The big question on just how great Apple's iPhone did on its European release has been answered by some official figures. O2 reported 8,000 such handsets to have been sold on the first night of sales. What happened to the "tens of thousands" of sold iPhones?

T-Mobile offered an estimated figure of 10,000 such handsets to have been sold on the first day of Apple's phone on German ground. O2, on the other hand, seems to have done not just as good as the other operator, with the high number of 8,000 devices sold on day one. Still, the carrier offered an ambiguous statement that "tens of thousands" iPhones were sold in the UK over the last weekend.

There are low chances for the device to have registered higher sales rates in the following two days than on the first one, which should place their number somewhere below 20,000. That's nowhere near the high sales rate that should have gone well if things had stood the way O2 officials later stated.

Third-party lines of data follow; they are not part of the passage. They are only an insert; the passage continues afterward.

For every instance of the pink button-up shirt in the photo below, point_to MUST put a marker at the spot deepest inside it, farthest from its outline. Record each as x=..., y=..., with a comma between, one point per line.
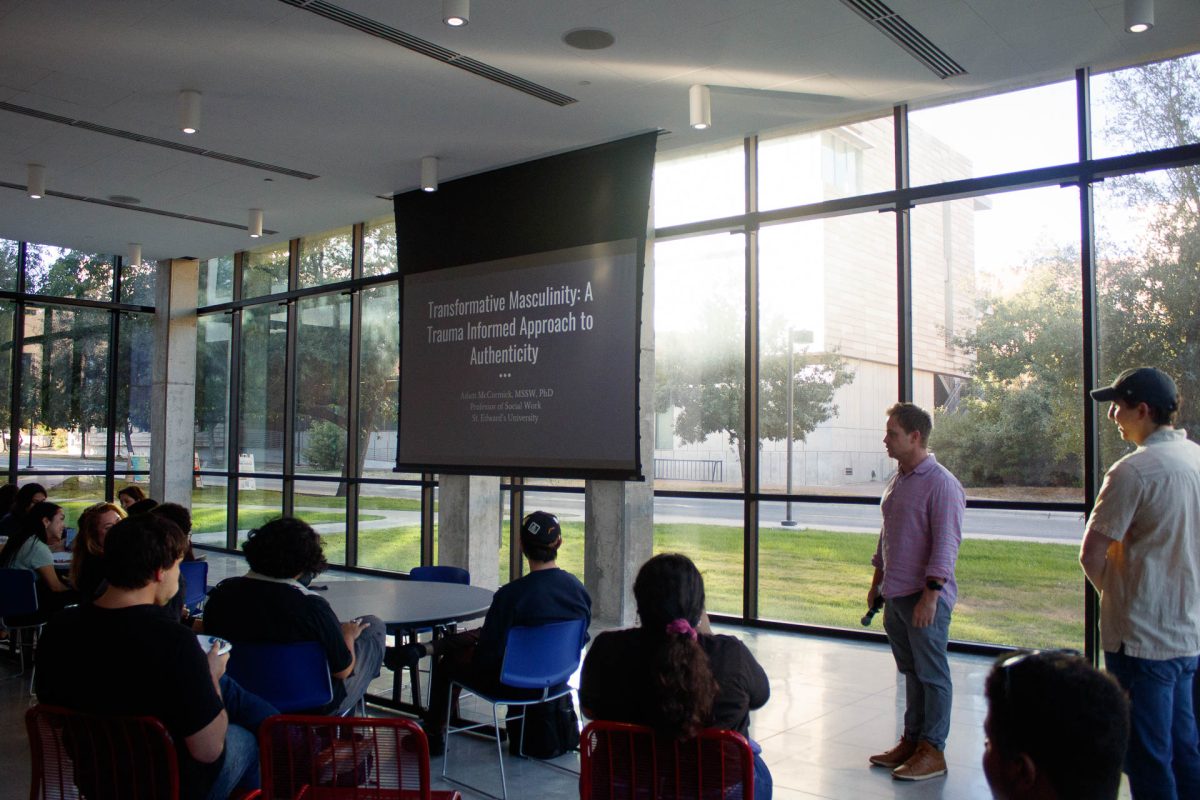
x=922, y=530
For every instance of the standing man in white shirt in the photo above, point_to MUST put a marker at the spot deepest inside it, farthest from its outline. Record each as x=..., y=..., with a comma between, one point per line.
x=1141, y=552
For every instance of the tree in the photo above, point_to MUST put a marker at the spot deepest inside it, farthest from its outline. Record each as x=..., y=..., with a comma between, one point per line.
x=1021, y=419
x=1149, y=300
x=67, y=377
x=701, y=374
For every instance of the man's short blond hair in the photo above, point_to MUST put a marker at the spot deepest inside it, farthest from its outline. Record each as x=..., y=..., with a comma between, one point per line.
x=911, y=417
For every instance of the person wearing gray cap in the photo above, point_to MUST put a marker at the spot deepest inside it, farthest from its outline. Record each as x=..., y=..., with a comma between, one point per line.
x=1141, y=552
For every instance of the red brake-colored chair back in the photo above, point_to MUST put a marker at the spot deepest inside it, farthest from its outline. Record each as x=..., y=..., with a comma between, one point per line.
x=630, y=762
x=100, y=757
x=319, y=757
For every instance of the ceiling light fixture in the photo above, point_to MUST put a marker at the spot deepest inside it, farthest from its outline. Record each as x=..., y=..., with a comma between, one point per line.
x=189, y=110
x=1139, y=16
x=430, y=174
x=35, y=181
x=456, y=13
x=700, y=106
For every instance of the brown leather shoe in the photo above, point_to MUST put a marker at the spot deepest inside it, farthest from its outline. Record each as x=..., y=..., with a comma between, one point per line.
x=897, y=756
x=928, y=762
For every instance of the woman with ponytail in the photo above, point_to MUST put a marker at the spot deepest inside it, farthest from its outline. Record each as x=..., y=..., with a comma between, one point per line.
x=667, y=674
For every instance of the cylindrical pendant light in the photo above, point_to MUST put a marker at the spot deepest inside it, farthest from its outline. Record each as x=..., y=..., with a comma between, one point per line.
x=1139, y=16
x=35, y=181
x=189, y=110
x=430, y=174
x=700, y=104
x=456, y=13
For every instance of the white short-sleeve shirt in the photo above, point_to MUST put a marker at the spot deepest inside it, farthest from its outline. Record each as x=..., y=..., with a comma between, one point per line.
x=1150, y=506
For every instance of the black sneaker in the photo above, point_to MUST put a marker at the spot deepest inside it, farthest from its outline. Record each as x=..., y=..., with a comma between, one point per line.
x=437, y=743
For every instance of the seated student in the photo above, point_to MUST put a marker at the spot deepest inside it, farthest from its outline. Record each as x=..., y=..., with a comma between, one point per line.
x=270, y=605
x=88, y=553
x=1056, y=729
x=546, y=594
x=130, y=494
x=142, y=662
x=181, y=517
x=27, y=498
x=669, y=675
x=142, y=506
x=29, y=548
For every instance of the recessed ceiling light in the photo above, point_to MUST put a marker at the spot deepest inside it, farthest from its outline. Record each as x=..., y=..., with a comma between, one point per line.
x=588, y=38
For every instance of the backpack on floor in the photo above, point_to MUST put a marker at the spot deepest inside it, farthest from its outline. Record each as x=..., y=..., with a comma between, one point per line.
x=550, y=729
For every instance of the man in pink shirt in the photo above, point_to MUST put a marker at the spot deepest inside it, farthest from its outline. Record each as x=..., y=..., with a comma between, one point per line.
x=915, y=559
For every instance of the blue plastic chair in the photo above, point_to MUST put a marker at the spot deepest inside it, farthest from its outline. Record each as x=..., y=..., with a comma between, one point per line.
x=437, y=573
x=196, y=584
x=18, y=599
x=292, y=677
x=539, y=657
x=441, y=573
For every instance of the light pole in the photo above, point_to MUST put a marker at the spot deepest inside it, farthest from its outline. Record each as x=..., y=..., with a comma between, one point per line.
x=793, y=337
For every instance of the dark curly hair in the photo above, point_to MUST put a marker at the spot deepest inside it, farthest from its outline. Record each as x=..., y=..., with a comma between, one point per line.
x=24, y=499
x=31, y=525
x=285, y=548
x=139, y=546
x=669, y=587
x=1068, y=717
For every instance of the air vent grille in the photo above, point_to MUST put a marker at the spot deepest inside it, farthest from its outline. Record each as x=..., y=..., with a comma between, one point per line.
x=900, y=31
x=130, y=136
x=436, y=52
x=143, y=209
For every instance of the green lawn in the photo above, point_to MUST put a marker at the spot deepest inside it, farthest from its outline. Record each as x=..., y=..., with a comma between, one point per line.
x=1009, y=593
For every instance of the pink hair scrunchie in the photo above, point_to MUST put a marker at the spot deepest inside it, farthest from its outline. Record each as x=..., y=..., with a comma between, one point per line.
x=682, y=627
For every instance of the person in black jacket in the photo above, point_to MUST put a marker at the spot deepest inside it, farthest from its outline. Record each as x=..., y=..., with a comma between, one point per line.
x=667, y=674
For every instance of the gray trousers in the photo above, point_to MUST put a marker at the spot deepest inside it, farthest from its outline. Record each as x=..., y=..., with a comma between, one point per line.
x=921, y=659
x=369, y=650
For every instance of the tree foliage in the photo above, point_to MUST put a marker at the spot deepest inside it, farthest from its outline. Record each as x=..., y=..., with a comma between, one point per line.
x=1020, y=421
x=701, y=376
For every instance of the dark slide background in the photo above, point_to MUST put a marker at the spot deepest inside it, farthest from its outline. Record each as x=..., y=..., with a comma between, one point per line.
x=507, y=229
x=568, y=409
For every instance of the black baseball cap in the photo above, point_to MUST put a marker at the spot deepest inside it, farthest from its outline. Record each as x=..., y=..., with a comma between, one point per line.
x=541, y=527
x=1146, y=385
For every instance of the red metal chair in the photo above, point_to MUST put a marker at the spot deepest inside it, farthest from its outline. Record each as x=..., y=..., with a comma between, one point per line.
x=97, y=757
x=319, y=758
x=630, y=762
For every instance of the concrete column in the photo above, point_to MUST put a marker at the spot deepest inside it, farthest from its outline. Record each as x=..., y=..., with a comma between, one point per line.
x=173, y=389
x=619, y=516
x=469, y=525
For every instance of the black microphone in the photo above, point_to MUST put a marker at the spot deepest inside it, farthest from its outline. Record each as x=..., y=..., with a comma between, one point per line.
x=875, y=609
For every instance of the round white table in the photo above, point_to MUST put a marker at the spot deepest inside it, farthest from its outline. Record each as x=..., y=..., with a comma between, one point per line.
x=405, y=607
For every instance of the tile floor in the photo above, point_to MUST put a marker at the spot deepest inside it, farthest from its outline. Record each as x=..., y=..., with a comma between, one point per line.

O2 offered some "Getting started" leaflets to all people waiting in line outside their stores to buy an iPhone on the release day. The fliers also warned that "if you do not enter into and remain in an airtime agreement with O2 on one of our tariffs for iPhone, you will not be able to use the phone functionality of your phone". There's little to worry on that, as hackers have already managed to break the latest Apple update.

The major issue on the iPhone's UK release has been that of the high price it came for. Some people came in stores only to quench their curiosity, tried the iPhone but left without buying one. The handset is available in Britain for the price of 270 pounds with an 18 months contract.